Pero Marino reaccionó de diferente manera. El dijo: “Si me voy a morir, voy a aprovechar antes de que me muera, a hablarles de Jesús y llamar a la conversión a todos los cancerosos del Hospital Oncológico. Y así Marino se paseó por un mes, cama por cama, sala por sala predicando el Evangelio y anunciando al Señor de la Vida que estaba, vivo en medio de ellos.

Y el Señor de la vida, llenó el cuerpo de Marino con Su Vida, y lo sanó.

Marino salió de allí trasformado y a partir de aquel momento ya dedicó su tiempo, toda su persona, todos sus esfuerzos, a proclamar el Evangelio sobre todo en los campos, los cuales visitaba en su camionetica, cargada de hermanos evangelizadores que le acompañaban, día tras día. Cuarenta campos eran visitados constantemente, hasta pocas semanas antes de su muerte, en que empezó a sentirse enfermo.

Cuando Joel, su hijo, me llamó el miércoles 5 por la noche y me dijo que estaba en la unidad de «Cuidado Intensivo», enseguida puse un correo para la intercesión. Al otro día, a media mañana salimos con Pura y Briseida con la ilusión de encontrarle vivo y animarle. Lamentablemente, cuando íbamos por el Bajo Yuna, recibimos la triste llamada: Marino había muerto. Justo en ese momento terminábamos el Santo Rosario que hacíamos por él.

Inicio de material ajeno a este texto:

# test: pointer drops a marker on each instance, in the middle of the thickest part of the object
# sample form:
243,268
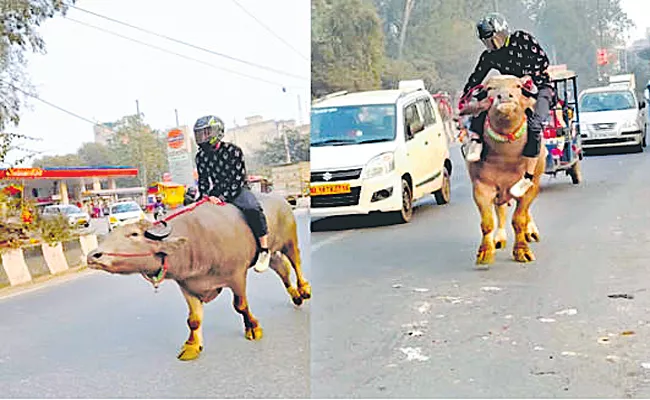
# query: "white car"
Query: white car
377,151
611,116
124,213
75,216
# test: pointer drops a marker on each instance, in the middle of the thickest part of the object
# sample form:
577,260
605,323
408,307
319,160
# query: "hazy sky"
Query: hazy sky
639,13
99,76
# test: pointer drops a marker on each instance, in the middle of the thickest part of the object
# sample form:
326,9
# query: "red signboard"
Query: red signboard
601,57
175,139
38,173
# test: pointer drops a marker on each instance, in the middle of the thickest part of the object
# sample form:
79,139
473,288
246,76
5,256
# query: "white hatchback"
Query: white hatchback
377,151
612,116
124,213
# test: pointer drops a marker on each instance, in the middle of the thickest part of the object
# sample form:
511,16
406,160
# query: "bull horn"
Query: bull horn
158,233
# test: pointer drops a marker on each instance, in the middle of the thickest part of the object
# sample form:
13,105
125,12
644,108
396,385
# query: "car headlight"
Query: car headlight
630,126
380,165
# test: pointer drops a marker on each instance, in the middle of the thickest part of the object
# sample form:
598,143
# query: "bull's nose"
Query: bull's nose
94,255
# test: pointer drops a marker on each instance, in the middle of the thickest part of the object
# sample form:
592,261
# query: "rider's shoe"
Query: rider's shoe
521,187
263,261
474,149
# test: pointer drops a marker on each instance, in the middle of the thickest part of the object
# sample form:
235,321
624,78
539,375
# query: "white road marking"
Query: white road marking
334,238
10,292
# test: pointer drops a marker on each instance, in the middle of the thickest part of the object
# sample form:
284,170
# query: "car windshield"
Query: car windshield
352,124
607,101
124,207
66,210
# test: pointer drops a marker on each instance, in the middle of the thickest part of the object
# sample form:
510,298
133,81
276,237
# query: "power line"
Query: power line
250,63
26,93
270,30
177,54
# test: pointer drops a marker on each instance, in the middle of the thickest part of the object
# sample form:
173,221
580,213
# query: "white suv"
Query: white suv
377,151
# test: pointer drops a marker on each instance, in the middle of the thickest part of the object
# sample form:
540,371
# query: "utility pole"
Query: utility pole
408,7
600,37
283,132
299,110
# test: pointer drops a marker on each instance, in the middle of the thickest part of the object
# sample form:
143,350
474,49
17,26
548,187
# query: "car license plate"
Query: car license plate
323,190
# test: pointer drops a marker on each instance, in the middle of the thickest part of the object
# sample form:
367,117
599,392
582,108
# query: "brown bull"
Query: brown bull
205,250
503,165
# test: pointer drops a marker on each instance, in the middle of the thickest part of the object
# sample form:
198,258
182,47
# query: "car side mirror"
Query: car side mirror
416,127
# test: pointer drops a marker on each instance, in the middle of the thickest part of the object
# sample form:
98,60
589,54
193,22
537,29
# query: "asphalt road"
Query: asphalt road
403,312
104,336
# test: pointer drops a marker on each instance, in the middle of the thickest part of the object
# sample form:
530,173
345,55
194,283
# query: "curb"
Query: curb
27,264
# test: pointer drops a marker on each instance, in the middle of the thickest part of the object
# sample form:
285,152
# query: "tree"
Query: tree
18,34
136,144
275,152
347,46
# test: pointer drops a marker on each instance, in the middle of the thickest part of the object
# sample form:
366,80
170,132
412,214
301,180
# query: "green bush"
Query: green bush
53,230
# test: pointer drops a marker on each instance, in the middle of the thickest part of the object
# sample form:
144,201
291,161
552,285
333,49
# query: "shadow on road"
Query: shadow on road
374,220
611,151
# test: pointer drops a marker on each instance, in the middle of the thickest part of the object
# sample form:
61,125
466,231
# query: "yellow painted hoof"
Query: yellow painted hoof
295,295
254,333
190,352
485,256
532,237
523,254
305,291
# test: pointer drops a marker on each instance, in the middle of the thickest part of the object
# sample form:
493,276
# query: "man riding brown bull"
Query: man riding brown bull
222,174
518,54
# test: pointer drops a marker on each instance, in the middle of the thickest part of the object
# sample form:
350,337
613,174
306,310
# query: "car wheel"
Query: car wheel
443,195
575,172
406,213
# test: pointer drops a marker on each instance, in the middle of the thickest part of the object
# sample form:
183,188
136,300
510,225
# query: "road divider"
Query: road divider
24,265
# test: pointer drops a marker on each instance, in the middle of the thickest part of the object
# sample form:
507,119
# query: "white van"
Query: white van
377,151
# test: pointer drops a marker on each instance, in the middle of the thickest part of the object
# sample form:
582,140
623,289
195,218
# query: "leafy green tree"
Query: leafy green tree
347,46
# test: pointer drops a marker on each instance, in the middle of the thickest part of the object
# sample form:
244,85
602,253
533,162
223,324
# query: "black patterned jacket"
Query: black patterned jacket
521,55
222,173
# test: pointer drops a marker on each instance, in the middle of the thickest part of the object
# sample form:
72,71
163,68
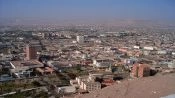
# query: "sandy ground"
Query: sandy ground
148,87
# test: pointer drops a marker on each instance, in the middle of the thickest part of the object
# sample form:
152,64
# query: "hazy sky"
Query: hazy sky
87,9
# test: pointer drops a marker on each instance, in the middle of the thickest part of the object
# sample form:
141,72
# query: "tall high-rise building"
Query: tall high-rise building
30,52
80,39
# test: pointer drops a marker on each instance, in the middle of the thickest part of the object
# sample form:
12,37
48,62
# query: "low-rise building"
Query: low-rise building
140,70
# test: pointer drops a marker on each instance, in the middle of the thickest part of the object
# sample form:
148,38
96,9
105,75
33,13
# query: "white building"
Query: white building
102,63
80,39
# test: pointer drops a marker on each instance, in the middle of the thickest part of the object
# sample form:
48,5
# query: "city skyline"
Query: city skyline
57,11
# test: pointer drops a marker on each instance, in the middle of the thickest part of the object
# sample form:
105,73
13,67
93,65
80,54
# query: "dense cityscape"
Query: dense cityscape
118,59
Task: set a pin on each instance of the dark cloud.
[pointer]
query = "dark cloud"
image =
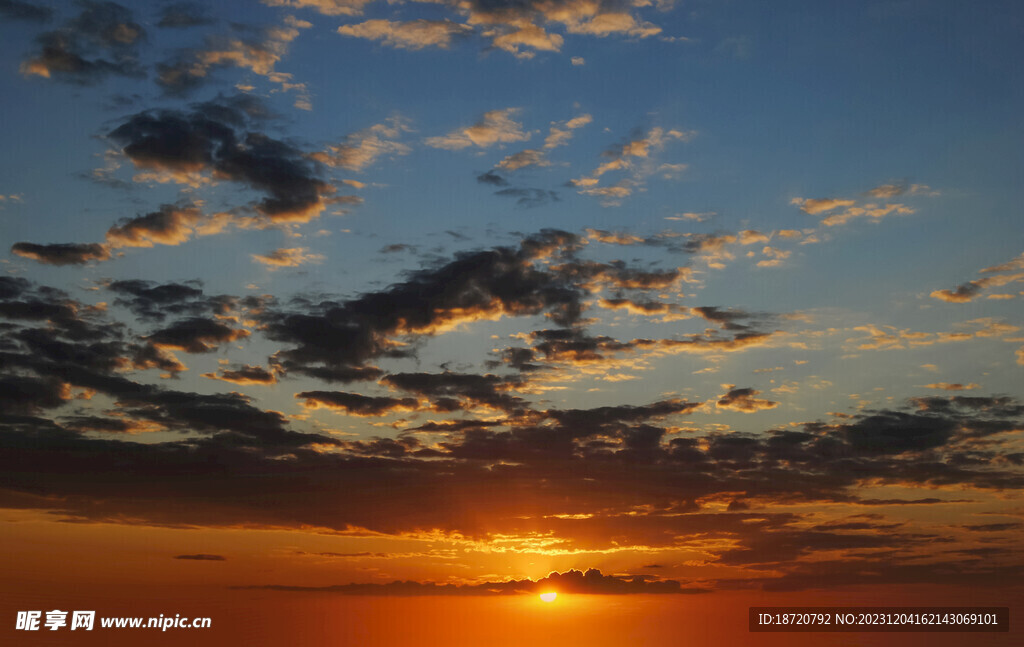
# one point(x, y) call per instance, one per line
point(62, 253)
point(475, 285)
point(31, 395)
point(152, 301)
point(355, 404)
point(168, 225)
point(249, 47)
point(492, 178)
point(528, 198)
point(896, 432)
point(571, 581)
point(244, 375)
point(614, 475)
point(183, 14)
point(16, 10)
point(456, 391)
point(992, 527)
point(101, 41)
point(196, 335)
point(743, 400)
point(209, 140)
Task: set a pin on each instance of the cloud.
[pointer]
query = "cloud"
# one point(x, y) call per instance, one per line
point(327, 7)
point(244, 376)
point(209, 140)
point(483, 285)
point(743, 400)
point(529, 198)
point(62, 253)
point(966, 293)
point(523, 159)
point(154, 302)
point(494, 128)
point(946, 386)
point(408, 35)
point(183, 15)
point(255, 49)
point(571, 581)
point(17, 10)
point(363, 148)
point(169, 225)
point(355, 404)
point(815, 207)
point(100, 41)
point(287, 257)
point(196, 335)
point(492, 178)
point(635, 156)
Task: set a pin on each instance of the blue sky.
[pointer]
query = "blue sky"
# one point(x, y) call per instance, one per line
point(532, 235)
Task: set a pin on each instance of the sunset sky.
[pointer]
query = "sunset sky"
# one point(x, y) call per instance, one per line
point(350, 321)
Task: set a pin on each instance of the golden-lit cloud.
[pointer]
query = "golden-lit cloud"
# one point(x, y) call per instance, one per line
point(170, 225)
point(408, 35)
point(743, 400)
point(966, 293)
point(955, 386)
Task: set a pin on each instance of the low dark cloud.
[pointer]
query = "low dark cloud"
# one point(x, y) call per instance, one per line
point(244, 375)
point(154, 302)
point(355, 404)
point(62, 253)
point(196, 335)
point(572, 581)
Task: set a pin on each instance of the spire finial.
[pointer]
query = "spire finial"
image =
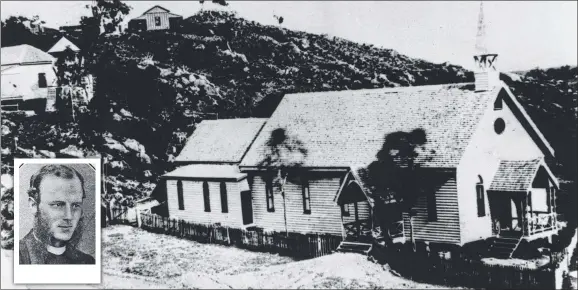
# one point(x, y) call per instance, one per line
point(481, 36)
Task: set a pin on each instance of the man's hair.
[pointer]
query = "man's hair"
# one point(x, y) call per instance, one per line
point(57, 170)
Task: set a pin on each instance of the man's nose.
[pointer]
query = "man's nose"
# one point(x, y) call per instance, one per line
point(68, 212)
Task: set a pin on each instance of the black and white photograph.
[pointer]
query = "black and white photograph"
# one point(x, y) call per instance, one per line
point(56, 220)
point(289, 144)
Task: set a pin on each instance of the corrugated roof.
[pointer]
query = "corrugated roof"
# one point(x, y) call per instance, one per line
point(207, 171)
point(344, 128)
point(24, 54)
point(515, 175)
point(224, 140)
point(61, 45)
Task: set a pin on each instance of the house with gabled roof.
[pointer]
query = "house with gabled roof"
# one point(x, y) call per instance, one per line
point(207, 186)
point(156, 18)
point(487, 158)
point(27, 74)
point(61, 45)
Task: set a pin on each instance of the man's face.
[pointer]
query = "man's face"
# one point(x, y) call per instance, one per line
point(60, 206)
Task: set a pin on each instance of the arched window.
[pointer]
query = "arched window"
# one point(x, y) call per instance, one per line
point(224, 203)
point(42, 83)
point(498, 103)
point(206, 196)
point(269, 194)
point(180, 195)
point(480, 196)
point(306, 196)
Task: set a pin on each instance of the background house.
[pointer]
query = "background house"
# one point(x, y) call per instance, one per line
point(156, 18)
point(207, 186)
point(60, 46)
point(27, 75)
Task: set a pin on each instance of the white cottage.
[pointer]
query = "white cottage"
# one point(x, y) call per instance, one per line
point(27, 75)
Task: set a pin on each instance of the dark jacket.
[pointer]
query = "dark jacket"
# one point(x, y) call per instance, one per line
point(33, 251)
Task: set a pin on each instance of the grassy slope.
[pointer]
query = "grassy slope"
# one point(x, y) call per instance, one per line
point(193, 265)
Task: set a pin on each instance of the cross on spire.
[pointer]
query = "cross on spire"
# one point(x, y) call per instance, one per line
point(483, 59)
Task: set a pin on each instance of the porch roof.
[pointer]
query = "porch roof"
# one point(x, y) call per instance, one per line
point(518, 175)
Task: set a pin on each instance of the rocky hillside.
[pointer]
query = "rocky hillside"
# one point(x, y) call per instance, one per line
point(153, 87)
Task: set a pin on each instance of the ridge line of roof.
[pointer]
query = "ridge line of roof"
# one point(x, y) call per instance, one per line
point(396, 89)
point(253, 140)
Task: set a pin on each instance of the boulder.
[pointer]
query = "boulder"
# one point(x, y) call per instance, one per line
point(73, 151)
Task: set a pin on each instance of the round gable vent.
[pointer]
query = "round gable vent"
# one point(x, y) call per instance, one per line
point(499, 126)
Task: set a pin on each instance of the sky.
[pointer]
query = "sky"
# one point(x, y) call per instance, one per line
point(525, 34)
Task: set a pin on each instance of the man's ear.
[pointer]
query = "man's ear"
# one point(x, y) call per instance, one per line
point(33, 204)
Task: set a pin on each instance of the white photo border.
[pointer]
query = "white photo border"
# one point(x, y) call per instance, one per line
point(58, 274)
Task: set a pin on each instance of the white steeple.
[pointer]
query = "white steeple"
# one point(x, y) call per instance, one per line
point(486, 74)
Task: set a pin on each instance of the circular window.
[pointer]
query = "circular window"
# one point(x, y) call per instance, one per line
point(499, 125)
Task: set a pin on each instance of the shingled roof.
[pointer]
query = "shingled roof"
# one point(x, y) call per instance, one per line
point(515, 175)
point(62, 44)
point(24, 54)
point(207, 171)
point(224, 141)
point(346, 128)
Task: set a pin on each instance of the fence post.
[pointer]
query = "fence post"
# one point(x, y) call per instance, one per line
point(138, 220)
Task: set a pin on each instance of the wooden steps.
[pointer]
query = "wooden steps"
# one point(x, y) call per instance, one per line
point(354, 247)
point(504, 247)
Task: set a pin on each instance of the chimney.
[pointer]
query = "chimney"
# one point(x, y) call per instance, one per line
point(486, 75)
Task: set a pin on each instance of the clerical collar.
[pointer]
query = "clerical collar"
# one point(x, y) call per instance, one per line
point(51, 249)
point(55, 250)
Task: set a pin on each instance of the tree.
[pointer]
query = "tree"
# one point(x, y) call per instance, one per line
point(69, 74)
point(397, 173)
point(17, 30)
point(279, 19)
point(284, 154)
point(106, 15)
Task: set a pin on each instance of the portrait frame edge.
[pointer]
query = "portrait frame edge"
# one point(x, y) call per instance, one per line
point(52, 274)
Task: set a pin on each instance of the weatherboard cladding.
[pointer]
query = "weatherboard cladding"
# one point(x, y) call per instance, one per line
point(447, 227)
point(345, 128)
point(24, 54)
point(515, 175)
point(223, 141)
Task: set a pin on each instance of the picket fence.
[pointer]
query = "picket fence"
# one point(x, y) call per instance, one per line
point(299, 246)
point(468, 273)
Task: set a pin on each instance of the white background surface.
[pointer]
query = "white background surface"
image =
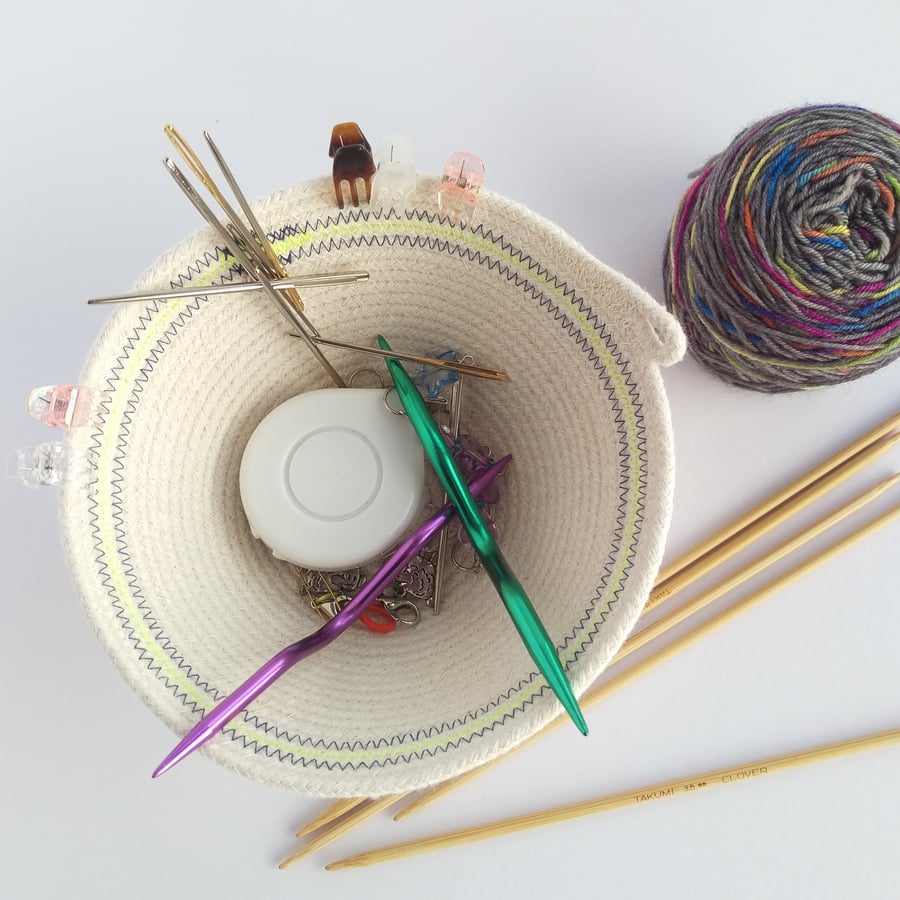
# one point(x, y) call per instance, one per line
point(593, 119)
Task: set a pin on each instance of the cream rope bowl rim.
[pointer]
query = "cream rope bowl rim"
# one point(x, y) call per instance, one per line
point(188, 604)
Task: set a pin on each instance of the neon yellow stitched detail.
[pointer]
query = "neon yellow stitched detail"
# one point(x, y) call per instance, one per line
point(297, 243)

Como podrán entender, llegar allí fue muy doloroso pero a la vez entrañable, por poder estar con la familia y los hermanos de la comunidad tan queridos. Haber podido ser testigos de un pueblo que ha llorado la partida de este coloso de la fe, al que la gente reconoce como un hombre de vida virtuosa y de ejemplos de santidad.

Nos cuentan que en los últimos momentos, abriendo los ojos y con una gran sonrisa dijo: «¡Salvado!» y enseguida agregó: «Santo, Santo» y se fue con Él.

¡Se nos fue Marino! Se nos ha ido a la «Casa de los Resucitados» como ya le llamamos cariñosamente al Cielo, lugar donde esperamos que reposen los SCV que han partido. Ha recibido su premio un siervo fiel, otro hombre de Dios que ha corrido la buena carrera de la fe, y que ya ha entrado en el gozo de su Señor.

Aunque tenemos la tristeza de lo que yo llamo “el diálogo interrumpido” que trae la muerte, no cesamos de dar gracias a Dios por su vida y por haberlo tenido tan cerca. Su presencia, su vida y su testimonio entre nosotros ha sido una verdadera riqueza, no sólo para los suyos sino para toda la comunidad.

Esos tres gigantes que Dios quiso poner en medio nuestro, ahora están en el Cielo: Emiliano, Evaristo y Marino.

¡Démosle gracias a Dios y celebremos sus vidas!